Detection of DNA-protein interactions using electrophoretic mobility shift/supershift assays in vitro of consensus GATA binding sequences in the 5'promoter of ETO and nuclear extracts from HEL/MEG-01/G1E cells. Sequences for oligonucleotide probes of core consensus and mutated GATA -651, GATA -636 and GATA-619 sites are shown. Arrows marked shift demonstrate primary DNA-nuclear protein interactions; arrows marked supershift demonstrate DNA-nuclear protein-antibody interactions. Results for HEL cells (A-C) are to the left, results for MEG-01 cells (D-F) to the right and results for the G1E (G) is at bottom. For the GATA -636 probe a shift is shown in HEL cells (A2) that is competed for by excess unlabelled probe (competitor) (A3-A5) indicating binding of nuclear extract protein to the biotinylated probe that contains the GATA -636 sequence. In support of this no binding was observed to a probe that contains a mutated GATA -636 sequence (A9). Proteins bound to the GATA -636 probe were "super-shifted" by antibody to GATA-1 (A7) but not with antibody to GATA-2 (A6) indicating specificity of the DNA-protein interaction. Similar results are shown for the GATA -636 probe in MEG-01 cells (D).
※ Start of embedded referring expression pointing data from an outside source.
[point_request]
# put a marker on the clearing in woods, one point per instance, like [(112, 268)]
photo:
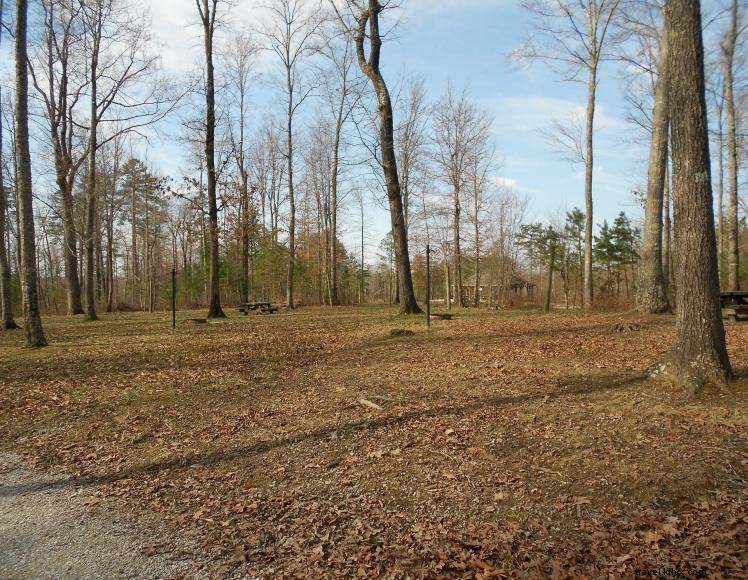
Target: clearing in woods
[(316, 442)]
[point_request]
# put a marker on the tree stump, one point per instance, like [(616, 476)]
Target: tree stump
[(626, 327)]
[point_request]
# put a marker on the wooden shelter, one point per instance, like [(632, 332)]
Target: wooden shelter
[(491, 293)]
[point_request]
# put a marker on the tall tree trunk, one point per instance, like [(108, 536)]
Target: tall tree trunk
[(588, 169), (733, 247), (447, 283), (6, 296), (207, 9), (456, 252), (244, 193), (26, 235), (370, 67), (476, 297), (651, 296), (667, 259), (549, 291), (291, 196), (698, 354), (135, 288), (334, 298), (720, 191), (91, 174)]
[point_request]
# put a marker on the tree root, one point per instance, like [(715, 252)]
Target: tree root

For GATA -619 and -651 probes a shift is shown (B, C, E, F; lane 2) that is competed for by excess unlabeled probe (competitor) indicating binding of nuclear extract protein to the biotinylated probe that contains GATA -619 or -651 sequences. A supershift is shown with antibody to GATA-1 (B, C, E, F; lane 4) but not with anti-GATA-2 (B, C, E, F; lane 5). To try to distinguish between the binding of GATA-1 and GATA-2 to the ETO promoter EMSA was performed with nuclear extract of G1E cells, which lack GATA-1. MEG-01 nuclear extract was used as positive control (G2). No binding of GATA-2 protein to the consensus ETO promoter was observed (G3) suggesting lack of GATA-2 interaction. These experiments were repeated twice.